Same problem, similar reasons here. The only times I've successfully stopped in the past have been when doing jobs / being away places where putting my hands near my face made me gag. And I can't do those things for the rest of my life (can't afford the soap bills! now that is flippant )

Iggly · 08/07/2014 21:08

Yes you need therapy. The chewing is a sign of something else I think.

You could try distracting yourself - get something you can fiddly with instead of picking. When do you do it? Can you keep your hands occupied?

PaintedLady2014 · 08/07/2014 21:09

Carmine- I've done exactly that with my heels too...its the same compulsion. It's so satisfying and yet subconscious...its that compulsion and relief which makes me think its more than just biting my nails. Maybe similar to hair pulling or something. I do suffer quite badly with anxiety. It's nice to know I'm not alone.

OP posts:
PaintedLady2014 · 08/07/2014 21:11

I do quite a few craft type things. They do help, but only short term.

OP posts:
Tabby1963 · 08/07/2014 21:13

I'm another long term (50 years) nail biter who stopped last summer with the help of acrylic nails. It's a very hard varnish set onto your own nails, not extensions. I get mine filled in/replaced every two to three weeks. Yes, it's expensive but to be honest I am so proud of my nails now and don't regret the expense at all. The skin issue is one I also had to a lesser extent and I find that this is not an issue now.

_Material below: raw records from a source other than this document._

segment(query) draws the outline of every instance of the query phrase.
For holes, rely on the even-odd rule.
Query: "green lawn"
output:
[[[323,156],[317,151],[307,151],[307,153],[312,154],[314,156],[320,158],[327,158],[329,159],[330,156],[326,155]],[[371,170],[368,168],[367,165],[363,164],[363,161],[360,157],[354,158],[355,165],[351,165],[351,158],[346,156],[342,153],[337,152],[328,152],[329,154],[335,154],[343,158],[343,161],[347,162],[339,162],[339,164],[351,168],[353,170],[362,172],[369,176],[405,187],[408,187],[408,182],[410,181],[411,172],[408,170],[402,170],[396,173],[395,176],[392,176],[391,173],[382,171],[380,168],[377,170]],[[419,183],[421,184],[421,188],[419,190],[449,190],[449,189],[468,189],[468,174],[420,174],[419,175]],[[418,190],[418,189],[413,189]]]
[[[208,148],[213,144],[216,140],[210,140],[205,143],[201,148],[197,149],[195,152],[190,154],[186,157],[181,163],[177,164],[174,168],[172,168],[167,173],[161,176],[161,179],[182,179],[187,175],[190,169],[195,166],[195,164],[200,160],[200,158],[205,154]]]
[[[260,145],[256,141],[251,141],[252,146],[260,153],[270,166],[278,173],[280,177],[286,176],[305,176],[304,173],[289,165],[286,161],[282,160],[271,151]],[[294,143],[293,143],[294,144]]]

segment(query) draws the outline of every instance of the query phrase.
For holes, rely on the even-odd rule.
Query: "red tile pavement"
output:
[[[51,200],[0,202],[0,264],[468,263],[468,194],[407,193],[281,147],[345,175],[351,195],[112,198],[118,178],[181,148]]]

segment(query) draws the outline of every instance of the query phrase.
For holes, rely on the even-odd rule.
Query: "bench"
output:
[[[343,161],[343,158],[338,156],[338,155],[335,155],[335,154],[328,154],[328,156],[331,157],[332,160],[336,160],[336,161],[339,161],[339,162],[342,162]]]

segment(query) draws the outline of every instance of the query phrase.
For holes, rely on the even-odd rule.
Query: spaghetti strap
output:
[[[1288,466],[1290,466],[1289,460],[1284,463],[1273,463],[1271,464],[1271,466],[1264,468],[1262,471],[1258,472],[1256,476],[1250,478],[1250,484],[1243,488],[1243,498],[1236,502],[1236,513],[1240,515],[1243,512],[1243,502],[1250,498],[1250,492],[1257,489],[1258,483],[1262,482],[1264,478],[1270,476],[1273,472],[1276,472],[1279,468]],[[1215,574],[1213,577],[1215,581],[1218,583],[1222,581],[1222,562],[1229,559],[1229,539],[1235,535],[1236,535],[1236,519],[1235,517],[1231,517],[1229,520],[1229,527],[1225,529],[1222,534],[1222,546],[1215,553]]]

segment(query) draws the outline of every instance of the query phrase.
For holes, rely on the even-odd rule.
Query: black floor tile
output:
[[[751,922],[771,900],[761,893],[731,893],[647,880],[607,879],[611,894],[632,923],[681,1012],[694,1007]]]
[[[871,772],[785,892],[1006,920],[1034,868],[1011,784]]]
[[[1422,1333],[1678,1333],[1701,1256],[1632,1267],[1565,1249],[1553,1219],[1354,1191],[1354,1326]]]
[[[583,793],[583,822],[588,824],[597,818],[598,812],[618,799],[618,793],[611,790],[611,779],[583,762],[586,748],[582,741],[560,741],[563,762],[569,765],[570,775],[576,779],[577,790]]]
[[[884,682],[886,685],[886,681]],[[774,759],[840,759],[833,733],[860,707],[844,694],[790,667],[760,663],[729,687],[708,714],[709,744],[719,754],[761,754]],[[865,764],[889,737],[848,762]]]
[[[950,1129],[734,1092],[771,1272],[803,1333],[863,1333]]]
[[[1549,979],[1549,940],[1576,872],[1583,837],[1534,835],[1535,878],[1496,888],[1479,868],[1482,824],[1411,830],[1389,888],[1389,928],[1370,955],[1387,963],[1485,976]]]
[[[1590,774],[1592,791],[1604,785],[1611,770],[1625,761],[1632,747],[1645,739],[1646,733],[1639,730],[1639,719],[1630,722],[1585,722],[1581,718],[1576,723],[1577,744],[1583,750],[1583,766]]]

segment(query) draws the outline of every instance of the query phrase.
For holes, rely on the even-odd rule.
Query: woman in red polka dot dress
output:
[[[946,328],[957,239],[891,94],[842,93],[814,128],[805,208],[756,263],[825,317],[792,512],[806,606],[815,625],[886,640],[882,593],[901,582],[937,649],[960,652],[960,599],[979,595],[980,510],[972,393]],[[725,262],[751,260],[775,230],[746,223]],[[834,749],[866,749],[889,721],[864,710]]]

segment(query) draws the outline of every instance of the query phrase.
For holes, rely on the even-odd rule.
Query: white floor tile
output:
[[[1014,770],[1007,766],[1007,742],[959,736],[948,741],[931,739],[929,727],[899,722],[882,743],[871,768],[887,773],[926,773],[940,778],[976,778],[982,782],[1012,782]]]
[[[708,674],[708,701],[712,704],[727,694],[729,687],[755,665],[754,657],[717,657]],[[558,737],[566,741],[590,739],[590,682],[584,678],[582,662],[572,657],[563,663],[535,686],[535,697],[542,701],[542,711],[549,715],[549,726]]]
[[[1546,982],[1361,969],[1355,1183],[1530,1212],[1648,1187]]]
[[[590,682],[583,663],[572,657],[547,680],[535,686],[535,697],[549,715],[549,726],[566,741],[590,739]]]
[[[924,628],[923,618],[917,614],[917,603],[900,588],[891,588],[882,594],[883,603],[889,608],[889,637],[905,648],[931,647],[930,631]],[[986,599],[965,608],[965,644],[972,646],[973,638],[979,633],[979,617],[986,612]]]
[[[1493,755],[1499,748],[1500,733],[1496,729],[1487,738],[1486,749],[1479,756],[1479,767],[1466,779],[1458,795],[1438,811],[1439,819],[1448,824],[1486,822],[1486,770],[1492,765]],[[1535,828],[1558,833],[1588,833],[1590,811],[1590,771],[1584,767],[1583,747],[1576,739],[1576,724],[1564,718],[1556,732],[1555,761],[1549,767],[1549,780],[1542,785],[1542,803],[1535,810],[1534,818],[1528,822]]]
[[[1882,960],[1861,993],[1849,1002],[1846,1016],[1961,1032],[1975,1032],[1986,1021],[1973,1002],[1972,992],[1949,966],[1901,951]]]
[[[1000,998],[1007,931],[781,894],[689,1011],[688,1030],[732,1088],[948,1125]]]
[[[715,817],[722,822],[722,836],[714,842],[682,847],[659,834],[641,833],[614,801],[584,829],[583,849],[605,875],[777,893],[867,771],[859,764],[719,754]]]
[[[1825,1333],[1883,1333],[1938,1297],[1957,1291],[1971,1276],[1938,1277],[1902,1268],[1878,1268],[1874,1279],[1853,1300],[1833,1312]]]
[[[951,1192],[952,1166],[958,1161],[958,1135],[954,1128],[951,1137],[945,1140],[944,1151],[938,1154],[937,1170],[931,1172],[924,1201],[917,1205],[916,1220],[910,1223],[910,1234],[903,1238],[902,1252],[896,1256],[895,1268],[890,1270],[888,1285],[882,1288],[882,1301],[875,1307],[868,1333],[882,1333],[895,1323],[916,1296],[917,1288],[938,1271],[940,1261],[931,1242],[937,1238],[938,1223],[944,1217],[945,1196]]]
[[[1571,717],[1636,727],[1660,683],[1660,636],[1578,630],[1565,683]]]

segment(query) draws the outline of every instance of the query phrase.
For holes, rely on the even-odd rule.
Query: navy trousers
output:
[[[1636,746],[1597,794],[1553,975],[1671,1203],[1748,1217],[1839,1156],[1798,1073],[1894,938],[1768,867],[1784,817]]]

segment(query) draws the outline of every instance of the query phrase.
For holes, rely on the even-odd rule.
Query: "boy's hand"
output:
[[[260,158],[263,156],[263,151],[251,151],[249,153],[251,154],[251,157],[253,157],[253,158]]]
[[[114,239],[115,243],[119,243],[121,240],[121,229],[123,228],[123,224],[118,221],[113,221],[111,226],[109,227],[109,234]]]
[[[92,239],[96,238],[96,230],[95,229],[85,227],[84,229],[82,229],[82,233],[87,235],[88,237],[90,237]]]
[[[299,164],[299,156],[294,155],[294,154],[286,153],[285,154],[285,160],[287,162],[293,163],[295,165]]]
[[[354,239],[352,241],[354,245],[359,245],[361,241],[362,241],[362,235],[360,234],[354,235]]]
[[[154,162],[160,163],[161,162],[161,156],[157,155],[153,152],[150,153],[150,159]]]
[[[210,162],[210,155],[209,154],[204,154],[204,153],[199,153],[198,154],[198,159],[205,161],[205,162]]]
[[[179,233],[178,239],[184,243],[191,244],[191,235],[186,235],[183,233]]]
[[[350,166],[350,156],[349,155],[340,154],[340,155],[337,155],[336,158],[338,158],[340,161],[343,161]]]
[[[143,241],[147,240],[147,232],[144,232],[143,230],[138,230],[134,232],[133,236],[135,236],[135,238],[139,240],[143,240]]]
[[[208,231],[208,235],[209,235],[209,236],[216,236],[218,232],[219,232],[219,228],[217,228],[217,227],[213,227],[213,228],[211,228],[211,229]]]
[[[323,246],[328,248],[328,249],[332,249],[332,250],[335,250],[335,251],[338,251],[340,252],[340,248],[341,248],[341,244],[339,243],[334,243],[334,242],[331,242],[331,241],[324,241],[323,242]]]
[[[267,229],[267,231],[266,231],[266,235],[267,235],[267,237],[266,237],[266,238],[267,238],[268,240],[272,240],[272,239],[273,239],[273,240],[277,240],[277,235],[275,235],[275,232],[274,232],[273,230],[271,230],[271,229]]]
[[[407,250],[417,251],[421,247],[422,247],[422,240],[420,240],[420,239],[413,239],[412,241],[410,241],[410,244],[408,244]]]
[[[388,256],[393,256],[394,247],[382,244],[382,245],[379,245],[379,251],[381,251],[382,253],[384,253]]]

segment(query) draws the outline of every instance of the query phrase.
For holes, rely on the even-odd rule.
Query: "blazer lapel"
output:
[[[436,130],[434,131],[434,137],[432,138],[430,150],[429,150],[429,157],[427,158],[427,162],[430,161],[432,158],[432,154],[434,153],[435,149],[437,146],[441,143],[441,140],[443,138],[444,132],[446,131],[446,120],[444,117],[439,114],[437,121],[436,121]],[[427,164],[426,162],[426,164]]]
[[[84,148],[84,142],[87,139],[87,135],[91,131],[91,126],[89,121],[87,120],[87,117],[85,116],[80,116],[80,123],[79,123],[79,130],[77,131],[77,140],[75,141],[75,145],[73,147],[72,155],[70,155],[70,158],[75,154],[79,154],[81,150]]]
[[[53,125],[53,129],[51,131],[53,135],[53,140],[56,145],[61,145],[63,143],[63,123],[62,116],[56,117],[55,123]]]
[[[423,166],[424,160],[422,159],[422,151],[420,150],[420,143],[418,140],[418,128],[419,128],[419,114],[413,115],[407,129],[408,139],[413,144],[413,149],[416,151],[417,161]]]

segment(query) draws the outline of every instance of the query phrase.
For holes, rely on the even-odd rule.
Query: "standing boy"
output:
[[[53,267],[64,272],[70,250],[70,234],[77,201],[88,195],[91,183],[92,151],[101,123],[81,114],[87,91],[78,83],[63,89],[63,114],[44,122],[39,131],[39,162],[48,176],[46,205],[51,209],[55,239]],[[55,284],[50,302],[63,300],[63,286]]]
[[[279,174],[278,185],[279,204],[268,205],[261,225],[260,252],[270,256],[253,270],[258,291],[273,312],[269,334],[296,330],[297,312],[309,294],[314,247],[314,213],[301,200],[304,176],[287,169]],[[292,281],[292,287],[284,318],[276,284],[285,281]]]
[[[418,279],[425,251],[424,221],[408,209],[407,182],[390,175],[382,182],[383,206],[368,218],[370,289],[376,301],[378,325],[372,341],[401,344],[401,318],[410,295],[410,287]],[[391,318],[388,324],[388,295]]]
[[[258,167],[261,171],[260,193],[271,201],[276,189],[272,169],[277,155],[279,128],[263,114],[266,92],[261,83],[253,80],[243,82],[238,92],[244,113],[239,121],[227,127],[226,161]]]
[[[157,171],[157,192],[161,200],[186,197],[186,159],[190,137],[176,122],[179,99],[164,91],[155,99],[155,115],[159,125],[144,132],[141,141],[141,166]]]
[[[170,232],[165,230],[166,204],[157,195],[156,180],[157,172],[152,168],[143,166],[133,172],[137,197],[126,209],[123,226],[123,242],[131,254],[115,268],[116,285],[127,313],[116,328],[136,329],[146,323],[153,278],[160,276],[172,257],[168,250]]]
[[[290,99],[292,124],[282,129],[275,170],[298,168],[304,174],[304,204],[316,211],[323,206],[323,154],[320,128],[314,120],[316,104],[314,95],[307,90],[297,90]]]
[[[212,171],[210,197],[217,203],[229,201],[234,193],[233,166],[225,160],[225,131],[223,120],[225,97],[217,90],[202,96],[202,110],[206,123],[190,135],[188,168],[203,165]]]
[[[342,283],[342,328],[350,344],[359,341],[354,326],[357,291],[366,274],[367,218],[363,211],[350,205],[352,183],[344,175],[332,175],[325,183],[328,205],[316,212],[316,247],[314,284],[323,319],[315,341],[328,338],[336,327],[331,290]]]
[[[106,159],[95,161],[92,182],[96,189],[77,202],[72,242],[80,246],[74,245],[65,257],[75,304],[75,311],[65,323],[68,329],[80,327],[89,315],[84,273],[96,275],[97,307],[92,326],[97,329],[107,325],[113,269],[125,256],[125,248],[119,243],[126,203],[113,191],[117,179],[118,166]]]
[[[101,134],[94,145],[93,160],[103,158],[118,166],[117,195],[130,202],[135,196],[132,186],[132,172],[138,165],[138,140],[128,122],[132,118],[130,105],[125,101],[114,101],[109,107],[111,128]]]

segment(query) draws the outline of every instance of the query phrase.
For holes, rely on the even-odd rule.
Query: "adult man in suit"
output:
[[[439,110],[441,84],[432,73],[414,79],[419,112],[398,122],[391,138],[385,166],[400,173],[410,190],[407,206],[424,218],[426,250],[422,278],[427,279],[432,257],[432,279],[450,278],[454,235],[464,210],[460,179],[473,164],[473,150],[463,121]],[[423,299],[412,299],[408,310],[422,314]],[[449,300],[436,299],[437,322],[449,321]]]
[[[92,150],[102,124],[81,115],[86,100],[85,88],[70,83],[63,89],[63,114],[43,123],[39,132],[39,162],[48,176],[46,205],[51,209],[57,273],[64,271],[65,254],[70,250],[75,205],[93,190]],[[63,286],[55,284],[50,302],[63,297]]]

However, OP, it sounds like it is a major problem for you and I wonder if you've thought of applying a thin strip of micropore across the base of each of your nails, covering the sides of your nails. It would be good if they had skin coloured micropore, perhaps they do? It might be the beginning of you stopping biting the skin the is loose around the edges of your nails.

You'd have to keep applying every day, maybe more than once a day, for the while, until the skin was properly healed. The skin tags would reduce and become less of an issue for you.

It is strange, I stopped a habit of 50 years and thought I did it because of anxiety too. But I don't miss it at all what do I do to deal with anxiety now...ponders.